In an IPO earlier this year, the Vietnamese government raised US$245 million by selling a 7.79 percent stake in Binh Son, the operator of the US$3-billion Dung Quat oil refinery.
At the time, Binh Son had said it would sell a further 49 percent stake to strategic investors, including domestic and foreign investors.
But the refinery operator has so far failed to find a strategic investor, CEO Nguyen said.
“The timing is too short for strategic investors to decide to invest in such a big stake,” he added.
BSR also hopes to ease requirements such as lock-up time and minimum registered capital for the planned sale, Nguyen said, adding he expected the government to approve the change in order to help speed up the process.

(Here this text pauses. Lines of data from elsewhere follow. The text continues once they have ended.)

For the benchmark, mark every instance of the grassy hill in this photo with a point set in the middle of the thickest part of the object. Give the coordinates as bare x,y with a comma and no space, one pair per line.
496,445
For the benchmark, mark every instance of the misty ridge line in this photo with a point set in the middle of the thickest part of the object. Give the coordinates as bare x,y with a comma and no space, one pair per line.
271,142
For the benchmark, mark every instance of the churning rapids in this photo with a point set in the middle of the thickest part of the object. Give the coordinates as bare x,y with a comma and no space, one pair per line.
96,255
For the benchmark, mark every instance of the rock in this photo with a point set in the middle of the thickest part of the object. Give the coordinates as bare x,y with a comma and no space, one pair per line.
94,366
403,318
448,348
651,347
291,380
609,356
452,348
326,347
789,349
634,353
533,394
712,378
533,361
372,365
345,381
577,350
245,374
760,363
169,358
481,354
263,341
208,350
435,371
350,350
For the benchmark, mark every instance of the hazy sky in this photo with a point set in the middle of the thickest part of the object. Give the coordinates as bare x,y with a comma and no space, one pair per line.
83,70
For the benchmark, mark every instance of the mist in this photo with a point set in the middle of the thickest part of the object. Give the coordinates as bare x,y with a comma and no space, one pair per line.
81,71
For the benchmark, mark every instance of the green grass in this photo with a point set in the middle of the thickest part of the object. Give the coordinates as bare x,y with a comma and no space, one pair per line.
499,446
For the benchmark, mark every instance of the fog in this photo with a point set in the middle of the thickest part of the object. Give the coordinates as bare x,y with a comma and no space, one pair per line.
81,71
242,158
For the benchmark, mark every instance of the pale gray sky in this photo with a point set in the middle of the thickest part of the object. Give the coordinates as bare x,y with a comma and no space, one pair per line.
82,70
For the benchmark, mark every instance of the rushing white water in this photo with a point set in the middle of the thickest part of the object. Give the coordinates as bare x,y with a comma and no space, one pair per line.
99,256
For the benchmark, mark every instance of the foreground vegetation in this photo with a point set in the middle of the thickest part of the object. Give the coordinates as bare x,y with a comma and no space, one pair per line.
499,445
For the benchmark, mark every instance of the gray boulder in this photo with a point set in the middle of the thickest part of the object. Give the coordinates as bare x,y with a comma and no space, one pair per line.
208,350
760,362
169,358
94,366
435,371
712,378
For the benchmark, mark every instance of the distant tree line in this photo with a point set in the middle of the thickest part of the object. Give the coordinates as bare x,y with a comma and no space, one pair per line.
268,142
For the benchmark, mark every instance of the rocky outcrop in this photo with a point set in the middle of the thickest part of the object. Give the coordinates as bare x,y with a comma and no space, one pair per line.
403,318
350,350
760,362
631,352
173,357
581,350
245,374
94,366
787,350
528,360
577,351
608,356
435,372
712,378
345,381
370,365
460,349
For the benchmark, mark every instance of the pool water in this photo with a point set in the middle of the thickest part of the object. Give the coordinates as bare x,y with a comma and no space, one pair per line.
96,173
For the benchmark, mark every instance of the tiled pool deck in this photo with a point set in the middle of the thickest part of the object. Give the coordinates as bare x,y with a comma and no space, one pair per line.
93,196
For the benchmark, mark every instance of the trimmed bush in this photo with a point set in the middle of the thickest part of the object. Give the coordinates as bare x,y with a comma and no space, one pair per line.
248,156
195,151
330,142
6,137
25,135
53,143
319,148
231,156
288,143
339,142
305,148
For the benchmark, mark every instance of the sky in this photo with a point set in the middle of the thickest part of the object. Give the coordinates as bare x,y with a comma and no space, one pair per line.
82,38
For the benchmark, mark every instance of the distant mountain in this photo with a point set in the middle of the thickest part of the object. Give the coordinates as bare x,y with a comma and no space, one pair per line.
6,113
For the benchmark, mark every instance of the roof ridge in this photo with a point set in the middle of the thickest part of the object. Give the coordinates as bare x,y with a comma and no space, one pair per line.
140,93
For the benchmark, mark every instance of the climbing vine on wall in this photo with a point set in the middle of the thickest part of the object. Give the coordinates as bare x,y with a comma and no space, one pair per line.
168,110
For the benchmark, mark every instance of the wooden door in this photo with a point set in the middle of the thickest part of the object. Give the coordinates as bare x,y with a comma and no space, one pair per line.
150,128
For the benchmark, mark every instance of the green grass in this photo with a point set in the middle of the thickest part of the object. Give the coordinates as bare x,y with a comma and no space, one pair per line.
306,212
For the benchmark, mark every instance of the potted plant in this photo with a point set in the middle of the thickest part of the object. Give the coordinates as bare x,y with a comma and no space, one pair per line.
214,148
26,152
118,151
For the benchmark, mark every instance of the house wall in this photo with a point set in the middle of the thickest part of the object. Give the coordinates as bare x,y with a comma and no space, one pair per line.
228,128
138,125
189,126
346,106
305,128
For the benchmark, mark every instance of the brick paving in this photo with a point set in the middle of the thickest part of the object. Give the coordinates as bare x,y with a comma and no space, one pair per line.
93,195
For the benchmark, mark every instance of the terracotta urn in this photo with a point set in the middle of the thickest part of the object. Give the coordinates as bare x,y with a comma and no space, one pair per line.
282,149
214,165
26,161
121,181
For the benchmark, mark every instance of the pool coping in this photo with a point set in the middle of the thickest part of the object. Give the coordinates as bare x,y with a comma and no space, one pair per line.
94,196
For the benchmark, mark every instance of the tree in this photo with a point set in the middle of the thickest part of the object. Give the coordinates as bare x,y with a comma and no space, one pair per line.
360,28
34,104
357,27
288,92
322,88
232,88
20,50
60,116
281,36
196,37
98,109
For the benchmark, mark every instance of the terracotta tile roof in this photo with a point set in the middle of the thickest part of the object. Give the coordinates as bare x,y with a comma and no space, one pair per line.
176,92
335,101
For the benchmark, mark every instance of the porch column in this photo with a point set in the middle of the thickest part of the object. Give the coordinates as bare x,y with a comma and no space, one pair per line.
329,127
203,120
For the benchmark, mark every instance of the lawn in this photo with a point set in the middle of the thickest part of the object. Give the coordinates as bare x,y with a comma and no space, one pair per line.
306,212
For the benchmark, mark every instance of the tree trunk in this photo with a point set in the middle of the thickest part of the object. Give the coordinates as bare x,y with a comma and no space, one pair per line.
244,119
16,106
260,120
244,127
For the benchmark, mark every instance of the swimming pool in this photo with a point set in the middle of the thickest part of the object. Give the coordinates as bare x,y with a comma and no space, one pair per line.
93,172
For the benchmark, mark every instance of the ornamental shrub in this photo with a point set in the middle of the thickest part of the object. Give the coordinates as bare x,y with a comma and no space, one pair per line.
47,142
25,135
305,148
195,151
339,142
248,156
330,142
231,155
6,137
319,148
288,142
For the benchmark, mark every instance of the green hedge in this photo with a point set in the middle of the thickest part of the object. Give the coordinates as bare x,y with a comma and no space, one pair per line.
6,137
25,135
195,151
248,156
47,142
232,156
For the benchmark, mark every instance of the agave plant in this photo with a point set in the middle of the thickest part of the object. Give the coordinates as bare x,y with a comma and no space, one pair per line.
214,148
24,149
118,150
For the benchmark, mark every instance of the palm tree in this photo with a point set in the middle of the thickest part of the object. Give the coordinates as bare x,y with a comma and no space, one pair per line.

Vietnam has been privatising hundreds of state-owned enterprises in order to boost their performance, relax a tight state budget and reform an economy that is highly reliant on foreign investments.
Binh Son’s foreign ownership is capped at 49 percent. It is currently 5 percent owned by foreigners, indicating overseas buyers may take up to 44 percent in the upcoming sale.
Shares of the company have been trading on the unlisted public company market, or UPCoM, since March, and Nguyen expects the shares to be listed on the Ho Chi Minh Stock Exchange , the country’s main bourse, by April next year.
Binh Son expects to rake in a net profit of VND2.95 trillion (US$129 million) in the first half of this year, or about 85 percent of its full-year target, it said in a statement.
The company will use retained profits as well as loans to fund a planned upgrade of its Dung Quat refinery.
Dung Quat, Vietnam’s first refinery that began operations in 2009, was initially designed to process light sweet crude oil, mostly sourced from the Bach Ho field offshore Vietnam.
The upgrade will enable the plant to process sour crude oil as well, Nguyen said, and will also allow it to produce more petrochemical products.
Binh Son will select an engineering, procurement and construction contractor for the upgrade next year.
Nguyen said seven companies had registered to bid for the contract, but declined to name them.